GSK’s ultra‑long‑acting IL‑5 biologic Exdensur wins EU approval for severe asthma and CRSwNP | iPharmaCenter
- ipharmaservices
- 6 hours ago
- 2 min read
Exdensur (depemokimab), GSK’s new ultra‑long‑acting anti‑IL‑5 biologic, has been granted marketing authorisation by the European Commission for two respiratory indications: severe asthma driven by type 2 inflammation and chronic rhinosinusitis with nasal polyps (CRSwNP).
It is the first biologic in the EU that can be used across respiratory diseases with a twice‑yearly dosing schedule, and the approval is supported by four phase III studies – SWIFT‑1, SWIFT‑2, ANCHOR‑1 and ANCHOR‑2 – all of which achieved their primary or co‑primary endpoints with statistically significant and clinically meaningful benefits versus standard care alone.
Under the EC decision, Exdensur is authorised as an add‑on maintenance treatment for adults and adolescents (≥12 years) with severe asthma and type 2 inflammation, defined by elevated blood eosinophils, who remain inadequately controlled on high‑dose inhaled corticosteroids plus at least one other controller, and as an add‑on to intranasal corticosteroids in adults with severe CRSwNP whose disease is not adequately controlled with systemic steroids and/or surgery. Asthma affects over 42 million people in Europe and an estimated 3 million live with a severe form of the disease, while many patients with CRSwNP experience persistent, debilitating symptoms despite current options, underscoring the unmet need Exdensur aims to address.

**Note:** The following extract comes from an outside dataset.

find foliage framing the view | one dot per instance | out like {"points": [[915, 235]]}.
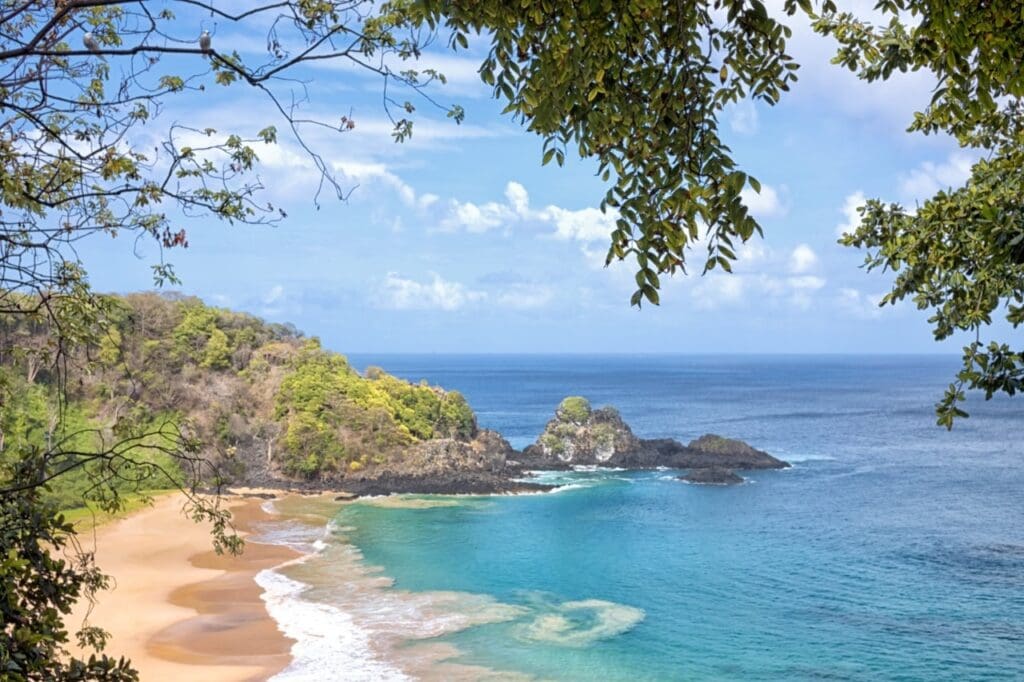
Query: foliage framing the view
{"points": [[961, 253], [638, 86]]}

SWIFT programme: severe eosinophilic asthma
The SWIFT‑1 and SWIFT‑2 phase III trials enrolled patients with severe asthma and an eosinophilic/type 2 phenotype who were already receiving high‑dose ICS plus additional controller therapy. Across both studies, adding depemokimab every six months significantly reduced the annualised rate of severe asthma exacerbations over 52 weeks by 58% (SWIFT‑1) and 48% (SWIFT‑2) versus placebo on top of standard of care, corresponding to exacerbation rates of 0.46 vs 1.11 and 0.56 vs 1.08 events per year, respectively.
In a key secondary analysis, depemokimab‑treated patients had numerically fewer exacerbations requiring hospitalisation and/or emergency department visits (1% and 4% in SWIFT‑1 and SWIFT‑2) than those receiving placebo (8% and 10%), and a prespecified pooled analysis showed a 72% reduction in the annualised rate of clinically significant exacerbations requiring hospital or ED care (rate ratio 0.28).
ANCHOR programme: severe CRSwNP
ANCHOR‑1 and ANCHOR‑2 were phase III, randomised, double‑blind studies in adults with severe CRSwNP who remained uncontrolled despite intranasal steroids and, in many cases, prior systemic corticosteroids and/or sinus surgery. In these trials, depemokimab given twice yearly on top of intranasal corticosteroids led to statistically significant improvements in endoscopic nasal polyp score at week 52, with treatment differences versus placebo of –0.7 in ANCHOR‑1 and –0.6 in ANCHOR‑2 on an 0–8 scale.
Depemokimab also improved patient‑reported nasal obstruction over weeks 49–52, with treatment differences of –0.23 and –0.25 on a 0–3 verbal response scale in ANCHOR‑1 and ANCHOR‑2, respectively, supporting its role in reducing both objective polyp burden and symptoms.
By combining high binding affinity and potency against IL‑5 with an extended half‑life, depemokimab provides sustained suppression of type 2 inflammation with just two doses per year, offering a convenient option for patients whose asthma or CRSwNP remain uncontrolled on existing therapies.